Already in the European STEMI Guidelines

He noted, however that the ATLAS ACS 2 data have already been incorporated into the new European STEMI guidelines. "The combination of aspirin plus prasugrel or ticagrelor is recommended with a level 1b level of evidence over aspirin plus clopidogrel, the regimen used in ATLAS ACS 2 trial. But rivaroxaban at the 2.5-mg twice-daily dose was given a class IIb recommendation for selected patients who do receive aspirin and clopidogrel for whatever reason if they are considered at low bleeding risk."

The current analysis focused on the 7817 STEMI patients in the trial. Results with the 2.5-mg dose showed a reduction in cardiac events, as well as cardiovascular death and all-cause death, at the cost of an increase in bleeding.

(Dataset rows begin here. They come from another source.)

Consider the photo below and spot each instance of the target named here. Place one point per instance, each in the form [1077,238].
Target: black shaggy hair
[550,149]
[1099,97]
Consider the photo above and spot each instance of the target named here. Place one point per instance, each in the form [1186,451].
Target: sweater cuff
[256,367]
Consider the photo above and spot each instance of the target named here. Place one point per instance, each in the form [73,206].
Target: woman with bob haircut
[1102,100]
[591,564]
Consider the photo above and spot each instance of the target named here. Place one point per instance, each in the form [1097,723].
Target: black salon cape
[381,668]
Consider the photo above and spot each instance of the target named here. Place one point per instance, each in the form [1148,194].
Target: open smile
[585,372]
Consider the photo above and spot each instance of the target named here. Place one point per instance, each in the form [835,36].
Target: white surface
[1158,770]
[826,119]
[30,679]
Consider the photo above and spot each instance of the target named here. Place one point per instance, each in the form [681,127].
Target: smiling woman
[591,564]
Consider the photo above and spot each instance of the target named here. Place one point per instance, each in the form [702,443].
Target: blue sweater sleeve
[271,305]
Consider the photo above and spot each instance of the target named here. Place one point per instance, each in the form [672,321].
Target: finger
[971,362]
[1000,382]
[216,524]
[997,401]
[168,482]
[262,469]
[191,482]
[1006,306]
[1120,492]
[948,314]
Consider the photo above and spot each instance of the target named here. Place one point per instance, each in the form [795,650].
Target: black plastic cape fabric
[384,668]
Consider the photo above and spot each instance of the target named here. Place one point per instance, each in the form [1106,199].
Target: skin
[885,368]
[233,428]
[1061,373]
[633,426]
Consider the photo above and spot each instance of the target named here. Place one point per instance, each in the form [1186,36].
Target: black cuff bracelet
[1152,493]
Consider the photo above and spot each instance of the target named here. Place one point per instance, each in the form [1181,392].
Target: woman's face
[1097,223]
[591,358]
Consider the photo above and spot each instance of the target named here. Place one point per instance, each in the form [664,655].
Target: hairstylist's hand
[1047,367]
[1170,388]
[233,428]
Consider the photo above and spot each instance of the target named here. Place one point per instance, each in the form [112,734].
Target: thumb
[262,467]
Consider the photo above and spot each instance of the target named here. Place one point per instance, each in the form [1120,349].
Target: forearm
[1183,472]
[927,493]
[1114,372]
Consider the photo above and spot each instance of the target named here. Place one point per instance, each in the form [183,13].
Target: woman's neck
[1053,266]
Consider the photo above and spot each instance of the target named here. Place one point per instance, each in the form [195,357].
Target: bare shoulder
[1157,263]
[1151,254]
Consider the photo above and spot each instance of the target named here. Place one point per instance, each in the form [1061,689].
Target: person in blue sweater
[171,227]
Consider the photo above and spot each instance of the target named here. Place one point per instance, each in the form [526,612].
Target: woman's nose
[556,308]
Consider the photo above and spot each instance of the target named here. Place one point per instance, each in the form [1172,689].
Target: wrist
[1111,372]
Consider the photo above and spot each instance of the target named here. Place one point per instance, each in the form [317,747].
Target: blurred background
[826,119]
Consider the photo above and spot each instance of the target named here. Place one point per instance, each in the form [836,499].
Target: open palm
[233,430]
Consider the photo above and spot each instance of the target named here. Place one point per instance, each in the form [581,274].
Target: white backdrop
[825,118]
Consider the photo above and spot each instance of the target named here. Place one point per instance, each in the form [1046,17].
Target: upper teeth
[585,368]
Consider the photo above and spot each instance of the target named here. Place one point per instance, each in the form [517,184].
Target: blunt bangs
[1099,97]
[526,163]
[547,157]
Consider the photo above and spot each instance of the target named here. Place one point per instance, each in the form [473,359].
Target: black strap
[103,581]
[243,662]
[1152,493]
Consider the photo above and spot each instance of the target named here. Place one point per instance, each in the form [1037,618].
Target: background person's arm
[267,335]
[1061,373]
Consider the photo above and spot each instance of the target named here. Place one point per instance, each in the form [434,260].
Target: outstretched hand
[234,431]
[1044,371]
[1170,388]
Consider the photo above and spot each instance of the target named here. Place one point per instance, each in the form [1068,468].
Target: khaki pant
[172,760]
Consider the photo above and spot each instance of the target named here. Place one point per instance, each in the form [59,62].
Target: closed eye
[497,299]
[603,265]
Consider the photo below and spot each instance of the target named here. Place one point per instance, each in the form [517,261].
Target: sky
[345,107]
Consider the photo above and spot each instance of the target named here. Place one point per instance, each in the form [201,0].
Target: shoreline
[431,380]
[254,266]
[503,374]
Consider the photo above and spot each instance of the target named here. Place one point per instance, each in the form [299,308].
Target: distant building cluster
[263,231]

ATLAS2-TIMI51: Results in STEMI Patients at Two Years

Outcome Rivaroxaban 2.5mg bid Placebo HR (95% CI) p
CV death/MI/stroke 8.7 10.6 0.81 (0.65–1.00) 0.047
CV death 2.5 4.2 0.60 (0.42–0.87) 0.006
All-cause death 3.0 4.7 0.63 (0.45–89) 0.008
TIMI non-CABG major bleeding 1.7 0.6 3.63 (1.73–7.61) <0.001

Mega concluded that very low-dose rivaroxaban (2.5 mg twice daily) offers an effective strategy to reduce thrombotic events in patients following a STEMI.